After that last short story I wrote, I wrangled for a year and a half with the idea of becoming a serious playwright (i.e., doing it and not just talking about it). The work of Harold Pinter, Samuel Beckett and Joe Orton had captured my 26-year-old imagination, and I took a write-by-mail course through the University of Iowa, spending months crafting a play that I ultimately never finished. Regardless, by Christmas 2003 I finally decided to go all in.

I began my new creative writing career in earnest, making an attempt to work on my laptop every evening — usually in the basement of the coach house where I was living at the time. I haven't always succeeded, and much of the first year was a battle with myself to stay in the seat, but I'm proud to say that I've never let a break go on too long, unless it was an allowable one for a finished draft (a week) or finished play (a month).

In 2007, I finished my first full-length and made a quiet promise that I would write 10 plays from age 30 to 40. Since then I've ground out five more, with drafts, workshops, readings and even a couple of awards following along the way. It's been an incredible experience — more than I ever expected. But I've had no productions, and that's started to make my mind wander.

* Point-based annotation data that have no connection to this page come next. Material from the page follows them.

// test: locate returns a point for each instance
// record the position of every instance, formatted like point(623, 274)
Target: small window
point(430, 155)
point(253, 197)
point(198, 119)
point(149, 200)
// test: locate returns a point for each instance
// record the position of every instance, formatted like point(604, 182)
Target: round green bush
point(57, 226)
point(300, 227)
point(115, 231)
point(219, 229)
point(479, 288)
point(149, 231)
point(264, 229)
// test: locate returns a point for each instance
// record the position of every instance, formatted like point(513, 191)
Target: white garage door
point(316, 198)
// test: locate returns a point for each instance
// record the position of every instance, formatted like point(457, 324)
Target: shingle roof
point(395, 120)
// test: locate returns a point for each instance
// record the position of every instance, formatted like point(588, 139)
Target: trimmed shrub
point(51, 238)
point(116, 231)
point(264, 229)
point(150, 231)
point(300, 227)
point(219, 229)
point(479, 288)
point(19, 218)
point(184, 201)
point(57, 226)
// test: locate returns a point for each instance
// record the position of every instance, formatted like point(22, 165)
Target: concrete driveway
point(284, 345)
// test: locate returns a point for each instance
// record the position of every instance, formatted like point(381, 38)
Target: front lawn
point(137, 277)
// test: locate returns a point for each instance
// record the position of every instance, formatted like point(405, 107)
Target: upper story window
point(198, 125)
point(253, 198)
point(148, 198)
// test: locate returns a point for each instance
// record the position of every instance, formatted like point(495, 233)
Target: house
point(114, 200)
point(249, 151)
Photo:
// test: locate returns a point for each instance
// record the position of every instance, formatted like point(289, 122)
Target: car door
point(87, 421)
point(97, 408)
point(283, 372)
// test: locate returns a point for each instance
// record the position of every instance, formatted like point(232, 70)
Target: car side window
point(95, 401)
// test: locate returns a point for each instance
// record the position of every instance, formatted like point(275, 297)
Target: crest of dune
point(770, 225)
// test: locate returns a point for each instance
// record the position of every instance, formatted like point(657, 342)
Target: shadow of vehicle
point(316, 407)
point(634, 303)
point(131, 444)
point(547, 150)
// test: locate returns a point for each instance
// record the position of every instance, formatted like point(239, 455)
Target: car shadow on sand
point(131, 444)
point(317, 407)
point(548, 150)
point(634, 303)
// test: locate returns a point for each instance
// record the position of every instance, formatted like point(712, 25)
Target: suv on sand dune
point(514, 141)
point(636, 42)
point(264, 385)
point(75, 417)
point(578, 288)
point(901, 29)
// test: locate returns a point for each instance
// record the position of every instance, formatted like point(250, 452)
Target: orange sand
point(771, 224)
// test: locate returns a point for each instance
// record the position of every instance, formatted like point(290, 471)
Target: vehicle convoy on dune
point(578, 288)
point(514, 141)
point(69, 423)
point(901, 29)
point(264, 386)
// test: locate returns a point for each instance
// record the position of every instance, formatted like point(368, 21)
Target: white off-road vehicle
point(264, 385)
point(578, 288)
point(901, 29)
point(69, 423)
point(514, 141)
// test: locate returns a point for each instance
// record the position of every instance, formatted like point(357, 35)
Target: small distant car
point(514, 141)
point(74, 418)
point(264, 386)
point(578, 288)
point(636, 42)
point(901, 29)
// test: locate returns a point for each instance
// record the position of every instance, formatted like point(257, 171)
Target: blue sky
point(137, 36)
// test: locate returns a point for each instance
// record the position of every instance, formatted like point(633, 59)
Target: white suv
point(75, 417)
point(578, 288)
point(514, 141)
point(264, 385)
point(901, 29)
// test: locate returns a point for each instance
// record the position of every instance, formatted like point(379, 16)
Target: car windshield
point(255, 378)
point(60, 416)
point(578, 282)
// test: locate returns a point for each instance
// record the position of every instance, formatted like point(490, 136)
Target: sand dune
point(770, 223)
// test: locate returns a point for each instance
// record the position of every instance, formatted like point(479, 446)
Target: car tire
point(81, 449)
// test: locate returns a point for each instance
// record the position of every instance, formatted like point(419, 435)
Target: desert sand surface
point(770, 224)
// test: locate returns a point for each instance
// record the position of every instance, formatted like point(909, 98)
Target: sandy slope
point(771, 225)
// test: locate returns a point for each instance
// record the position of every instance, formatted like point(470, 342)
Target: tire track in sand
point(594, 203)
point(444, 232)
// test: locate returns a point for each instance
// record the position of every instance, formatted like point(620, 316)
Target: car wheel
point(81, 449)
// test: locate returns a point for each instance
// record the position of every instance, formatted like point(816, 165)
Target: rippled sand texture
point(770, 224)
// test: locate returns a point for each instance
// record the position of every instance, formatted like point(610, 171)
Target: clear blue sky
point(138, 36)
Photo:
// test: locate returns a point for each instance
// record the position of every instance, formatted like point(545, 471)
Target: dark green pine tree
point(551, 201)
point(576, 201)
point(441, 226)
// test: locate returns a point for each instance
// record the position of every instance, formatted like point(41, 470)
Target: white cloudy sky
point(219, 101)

We all want to find an audience, and I've largely found my way barred to that audience. I understand it's a big time and money investment to produce a play. I recognize more and more that I'll probably need to do it myself if I want to see my work onstage in its final form. But now is not the time for that, with two small kids at home. Maybe when they grow up. I don't know.

Trying to "sell" creativity can be depressing, but we shouldn't forget that art is almost always created with an audience in mind. We, as artists of all stripes, want it to get out there for others. This is the challenging last step, even in the seemingly glutted lit mag market.

To temper this reality, I remind myself that my best audience is forever one person: me. I love reading my old writing, and though it doesn't always sparkle years later, there's no line that doesn't contain a message in it. From me, to me.

But this isn't all about reception. I also want the challenge of something new. I'm proud to have built up my creative "habit" — one I now must sustain in order to feel normal. I'm proud of the hours I've put into learning a craft. In my school days I was often accused of having a lot of brains but not applying them. This is finally something I have fully, consistently applied myself to. And whether it leads anywhere or not, the fact that it is all my endeavor, built on solitary labor, cannot be taken from me.

Right before I started in December 2003, I gave myself a "permission slip" — a permission to write. I'd read that this was a method for people having trouble committing to let go and just write, not worry about quality or reception. On that slip I gave myself permission to write whatever I want, as long as I'm inspired to do it and stick to it. A reminder that the act is the most important thing over the course of a lifetime. 

I carried this piece of paper in my wallet for nearly nine years till I removed it this past summer, along with a photobooth sequence of Erika from the Rainbo that she gave me after we first started dating. I became paranoid that something would happen to them. To me both are now priceless — symbols of two great beginnings and two incredible gifts: a life partner and a creative direction.

Erika is also a creative writer, and someday I hope our kids will see that both of us tried. We tried to make the most of what we were given, to make sense of life in a particular way. And regardless of the reception, we formed something new. For ourselves.

1 comment:

Nikki said...

November is National Writing Month (NaNoWriMo), which encourages writers to tackle a 50,000 word story that month. You should participate. Dan sometimes does. I have before. It's fun, and you can find places to write with others during that month to keep you focused and motivated.